In the welter of coverage of Mark Vaile’s 82 minutes on the Cole stage yesterday afternoon, it has been easy to overlook the morning’s warm-up act of spooks also doing Sergeant Schultz impersonations. They were less convincing than the Deputy Prime Minister.
The SMH‘s David Marr didn’t miss the alleged “intelligence” types in the body of his story:
There was David Stewart, first assistant secretary international security division in the Foreign Affairs Department – a spook’s spook with a comb over – who explained how reasonable it was that Australia’s top diplomats failed to put two and two together despite years of intelligence reports about exactly the sort of sanctions-busting AWB was getting up to.
Peter Varghese, the director general of the Office of National Assessment, was there yesterday on the same mission: to explain with exquisite precision how reasonable it was that his office never ordered these intelligence reports be pulled together for assessment.
But he did make one important admission: that at some point ONA briefed the national security committee of cabinet on “the Iraqi interest in surcharges”. He thought this was probably during the oil-for-food years and the report went to the most senior members of government.
In some of the most caustic exchanges in months of hearings, the commissioner Terence Cole, QC, fiercely defended these men from attempts by the inquiry’s terrier, Lachlan Carter – the barrister for a clutch of AWB executives, including gun-toting Michael Long – to mount a wide-ranging cross examination.

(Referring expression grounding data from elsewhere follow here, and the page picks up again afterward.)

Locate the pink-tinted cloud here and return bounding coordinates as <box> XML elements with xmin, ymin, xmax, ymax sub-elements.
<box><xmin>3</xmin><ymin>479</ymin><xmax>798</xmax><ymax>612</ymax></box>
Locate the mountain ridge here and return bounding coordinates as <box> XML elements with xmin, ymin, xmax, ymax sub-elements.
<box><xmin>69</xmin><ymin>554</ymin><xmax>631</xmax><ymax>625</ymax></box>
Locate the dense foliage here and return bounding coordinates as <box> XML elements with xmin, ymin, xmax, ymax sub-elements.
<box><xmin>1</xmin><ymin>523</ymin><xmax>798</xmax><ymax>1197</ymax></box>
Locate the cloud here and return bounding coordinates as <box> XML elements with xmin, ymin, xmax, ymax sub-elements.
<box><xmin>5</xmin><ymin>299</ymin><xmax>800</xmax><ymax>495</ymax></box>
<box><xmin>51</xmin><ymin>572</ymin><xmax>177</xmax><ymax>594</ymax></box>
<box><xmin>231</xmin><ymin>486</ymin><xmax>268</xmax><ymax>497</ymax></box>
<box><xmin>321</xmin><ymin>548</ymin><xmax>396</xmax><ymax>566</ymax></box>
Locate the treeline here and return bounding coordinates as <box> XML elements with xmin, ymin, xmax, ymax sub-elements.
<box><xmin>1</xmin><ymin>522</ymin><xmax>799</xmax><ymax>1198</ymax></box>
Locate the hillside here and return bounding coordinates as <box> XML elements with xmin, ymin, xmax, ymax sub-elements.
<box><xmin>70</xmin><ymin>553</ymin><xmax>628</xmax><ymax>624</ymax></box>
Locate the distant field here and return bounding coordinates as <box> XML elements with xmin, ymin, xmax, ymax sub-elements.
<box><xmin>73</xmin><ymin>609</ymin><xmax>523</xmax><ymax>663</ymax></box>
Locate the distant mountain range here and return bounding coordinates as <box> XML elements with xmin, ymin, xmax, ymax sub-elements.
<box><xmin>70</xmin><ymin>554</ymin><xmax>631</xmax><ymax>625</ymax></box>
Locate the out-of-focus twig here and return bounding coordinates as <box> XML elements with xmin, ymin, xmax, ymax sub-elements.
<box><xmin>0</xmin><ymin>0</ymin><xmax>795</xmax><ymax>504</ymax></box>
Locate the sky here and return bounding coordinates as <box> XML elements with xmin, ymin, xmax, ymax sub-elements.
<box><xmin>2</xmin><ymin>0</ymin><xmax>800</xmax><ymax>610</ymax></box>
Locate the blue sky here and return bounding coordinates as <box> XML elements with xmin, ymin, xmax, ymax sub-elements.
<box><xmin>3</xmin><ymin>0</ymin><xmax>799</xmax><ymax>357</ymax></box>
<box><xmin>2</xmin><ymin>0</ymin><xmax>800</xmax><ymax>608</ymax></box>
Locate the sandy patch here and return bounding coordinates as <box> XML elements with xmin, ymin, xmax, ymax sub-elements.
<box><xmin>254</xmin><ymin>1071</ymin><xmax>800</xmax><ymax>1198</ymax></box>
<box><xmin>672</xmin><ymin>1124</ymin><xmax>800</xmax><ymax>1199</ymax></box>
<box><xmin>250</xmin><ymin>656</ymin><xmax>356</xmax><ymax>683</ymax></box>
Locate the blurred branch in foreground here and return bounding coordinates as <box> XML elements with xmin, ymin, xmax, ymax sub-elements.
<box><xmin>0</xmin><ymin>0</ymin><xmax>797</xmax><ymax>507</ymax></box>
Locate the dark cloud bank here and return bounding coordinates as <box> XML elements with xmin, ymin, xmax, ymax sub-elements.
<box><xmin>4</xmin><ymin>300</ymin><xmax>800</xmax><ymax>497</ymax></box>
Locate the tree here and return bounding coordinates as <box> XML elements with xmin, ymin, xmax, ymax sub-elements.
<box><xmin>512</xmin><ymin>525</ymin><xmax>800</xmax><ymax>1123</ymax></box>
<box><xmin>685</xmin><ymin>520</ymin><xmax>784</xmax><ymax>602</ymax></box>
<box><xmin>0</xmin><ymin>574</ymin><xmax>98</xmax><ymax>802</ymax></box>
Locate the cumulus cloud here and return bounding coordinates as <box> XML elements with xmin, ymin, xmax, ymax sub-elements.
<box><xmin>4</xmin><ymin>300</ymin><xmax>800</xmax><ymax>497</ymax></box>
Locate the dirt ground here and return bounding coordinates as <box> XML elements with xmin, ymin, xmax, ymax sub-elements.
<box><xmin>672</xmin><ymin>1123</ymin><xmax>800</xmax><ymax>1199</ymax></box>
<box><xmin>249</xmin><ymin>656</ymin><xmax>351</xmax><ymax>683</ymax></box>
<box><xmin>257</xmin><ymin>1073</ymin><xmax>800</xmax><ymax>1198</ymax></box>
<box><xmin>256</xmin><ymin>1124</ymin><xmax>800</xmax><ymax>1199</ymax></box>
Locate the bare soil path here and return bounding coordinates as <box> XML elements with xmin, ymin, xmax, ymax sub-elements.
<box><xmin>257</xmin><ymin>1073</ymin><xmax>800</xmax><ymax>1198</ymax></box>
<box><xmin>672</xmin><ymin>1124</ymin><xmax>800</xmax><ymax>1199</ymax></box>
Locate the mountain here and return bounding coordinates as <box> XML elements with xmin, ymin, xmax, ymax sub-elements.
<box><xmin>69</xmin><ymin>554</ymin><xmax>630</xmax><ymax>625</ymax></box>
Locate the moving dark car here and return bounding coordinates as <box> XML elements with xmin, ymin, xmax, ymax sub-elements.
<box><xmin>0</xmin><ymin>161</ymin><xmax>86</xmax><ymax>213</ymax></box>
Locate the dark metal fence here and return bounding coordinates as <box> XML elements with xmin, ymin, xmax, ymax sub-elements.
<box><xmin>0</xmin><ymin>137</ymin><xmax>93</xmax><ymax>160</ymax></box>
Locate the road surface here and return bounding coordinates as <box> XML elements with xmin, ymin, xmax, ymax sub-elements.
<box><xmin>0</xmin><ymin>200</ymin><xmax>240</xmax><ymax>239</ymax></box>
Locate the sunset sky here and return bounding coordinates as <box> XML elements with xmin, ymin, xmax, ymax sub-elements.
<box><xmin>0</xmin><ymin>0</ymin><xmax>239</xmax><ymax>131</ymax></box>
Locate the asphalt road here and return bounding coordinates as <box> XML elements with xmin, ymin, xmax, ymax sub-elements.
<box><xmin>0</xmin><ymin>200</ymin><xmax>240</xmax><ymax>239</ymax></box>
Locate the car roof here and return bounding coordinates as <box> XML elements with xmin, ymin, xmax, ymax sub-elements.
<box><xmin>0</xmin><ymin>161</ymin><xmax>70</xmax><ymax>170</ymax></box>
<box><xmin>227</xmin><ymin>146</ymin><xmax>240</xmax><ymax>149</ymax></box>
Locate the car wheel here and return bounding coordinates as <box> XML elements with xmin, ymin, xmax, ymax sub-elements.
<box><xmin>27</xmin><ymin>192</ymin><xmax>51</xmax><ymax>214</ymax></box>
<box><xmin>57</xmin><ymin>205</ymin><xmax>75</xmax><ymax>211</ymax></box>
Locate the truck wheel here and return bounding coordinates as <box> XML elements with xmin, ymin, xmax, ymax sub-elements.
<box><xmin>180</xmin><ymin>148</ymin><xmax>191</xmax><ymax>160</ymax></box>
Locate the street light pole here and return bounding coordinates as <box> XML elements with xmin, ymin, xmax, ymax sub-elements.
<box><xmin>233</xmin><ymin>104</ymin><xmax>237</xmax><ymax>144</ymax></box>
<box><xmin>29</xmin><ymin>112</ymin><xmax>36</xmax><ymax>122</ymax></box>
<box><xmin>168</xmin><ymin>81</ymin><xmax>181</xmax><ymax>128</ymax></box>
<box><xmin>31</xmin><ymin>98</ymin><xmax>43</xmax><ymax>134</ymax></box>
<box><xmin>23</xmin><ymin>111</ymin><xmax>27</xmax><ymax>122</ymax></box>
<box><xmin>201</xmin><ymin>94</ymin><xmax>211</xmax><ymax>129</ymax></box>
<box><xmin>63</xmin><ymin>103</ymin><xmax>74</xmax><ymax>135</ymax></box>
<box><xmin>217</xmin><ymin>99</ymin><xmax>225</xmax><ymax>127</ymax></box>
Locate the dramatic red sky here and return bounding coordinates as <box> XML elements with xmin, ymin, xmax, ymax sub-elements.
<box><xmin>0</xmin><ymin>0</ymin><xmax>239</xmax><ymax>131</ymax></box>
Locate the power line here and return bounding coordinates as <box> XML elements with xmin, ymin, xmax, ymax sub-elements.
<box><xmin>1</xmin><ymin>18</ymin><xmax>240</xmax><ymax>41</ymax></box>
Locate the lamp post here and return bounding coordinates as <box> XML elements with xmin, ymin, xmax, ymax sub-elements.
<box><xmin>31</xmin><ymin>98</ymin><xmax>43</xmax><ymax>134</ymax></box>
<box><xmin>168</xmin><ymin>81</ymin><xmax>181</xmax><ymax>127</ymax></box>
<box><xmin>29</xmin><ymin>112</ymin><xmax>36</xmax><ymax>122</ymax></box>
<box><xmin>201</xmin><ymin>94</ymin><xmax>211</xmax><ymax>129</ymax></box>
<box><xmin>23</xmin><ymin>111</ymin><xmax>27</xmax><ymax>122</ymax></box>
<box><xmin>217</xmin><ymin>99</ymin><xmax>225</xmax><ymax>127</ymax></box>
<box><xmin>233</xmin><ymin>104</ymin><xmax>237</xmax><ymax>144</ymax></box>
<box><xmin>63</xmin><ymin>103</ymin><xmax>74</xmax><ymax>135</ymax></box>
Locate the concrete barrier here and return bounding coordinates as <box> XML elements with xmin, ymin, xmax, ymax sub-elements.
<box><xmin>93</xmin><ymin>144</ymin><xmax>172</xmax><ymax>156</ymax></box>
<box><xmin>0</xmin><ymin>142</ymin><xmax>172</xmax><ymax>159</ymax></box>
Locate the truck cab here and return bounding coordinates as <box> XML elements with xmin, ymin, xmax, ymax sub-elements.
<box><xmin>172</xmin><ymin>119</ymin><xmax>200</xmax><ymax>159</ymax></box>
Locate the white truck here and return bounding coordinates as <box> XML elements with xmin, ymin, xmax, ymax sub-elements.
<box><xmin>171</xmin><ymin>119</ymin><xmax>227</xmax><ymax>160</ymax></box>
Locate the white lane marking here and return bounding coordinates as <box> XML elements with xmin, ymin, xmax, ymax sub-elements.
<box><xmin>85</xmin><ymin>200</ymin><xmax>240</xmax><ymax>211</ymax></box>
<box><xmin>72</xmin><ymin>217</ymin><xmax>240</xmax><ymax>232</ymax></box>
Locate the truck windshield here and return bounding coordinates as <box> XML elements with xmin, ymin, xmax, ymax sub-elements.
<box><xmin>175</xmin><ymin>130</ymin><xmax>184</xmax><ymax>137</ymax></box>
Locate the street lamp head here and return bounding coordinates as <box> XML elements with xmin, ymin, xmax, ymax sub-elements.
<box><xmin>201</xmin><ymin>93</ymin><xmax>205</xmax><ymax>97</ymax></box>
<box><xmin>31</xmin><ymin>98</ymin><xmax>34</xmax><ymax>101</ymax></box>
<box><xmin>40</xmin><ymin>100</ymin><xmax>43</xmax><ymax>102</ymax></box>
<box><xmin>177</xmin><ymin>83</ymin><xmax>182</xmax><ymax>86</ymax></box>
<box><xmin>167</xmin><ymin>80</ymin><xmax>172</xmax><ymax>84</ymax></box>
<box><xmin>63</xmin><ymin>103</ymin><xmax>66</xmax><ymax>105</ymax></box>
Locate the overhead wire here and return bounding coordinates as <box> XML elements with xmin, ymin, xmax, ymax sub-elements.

The Canberra spook brigade, with one notable exception, is well practised in the art of claiming the protection of incompetence over Iraq. Like their political masters, they’ve managed to avoid censure for getting the reason for going to war totally wrong, so what’s a little AWB baksheesh in the general scheme of things? When you’ve had a hand in killing people on false pretences, greasing the wheels of the wheat trade barely rates.
It is intriguing that Cole defended the spymasters from wider cross examination – but that will come as no surprise to followers of Crikey’s thus-far successful Cole inquiry forecasting service. “National security” and undisclosed files are the order of the day on what the spooks were up to with AWB. Misinformation and economy with the truth are their stock in trade.
With those skills and the well-documented politicisation of their craft, the “we wuz just dumb” line remains the order of the day.
The only real interest in Alexander Downer’s performance this afternoon will be judging whether he can play Schultz even better than Vaile. My guess is that he will. Remember that Downer as Opposition Leader made John Howard look good. Yes, he has a lot to answer for.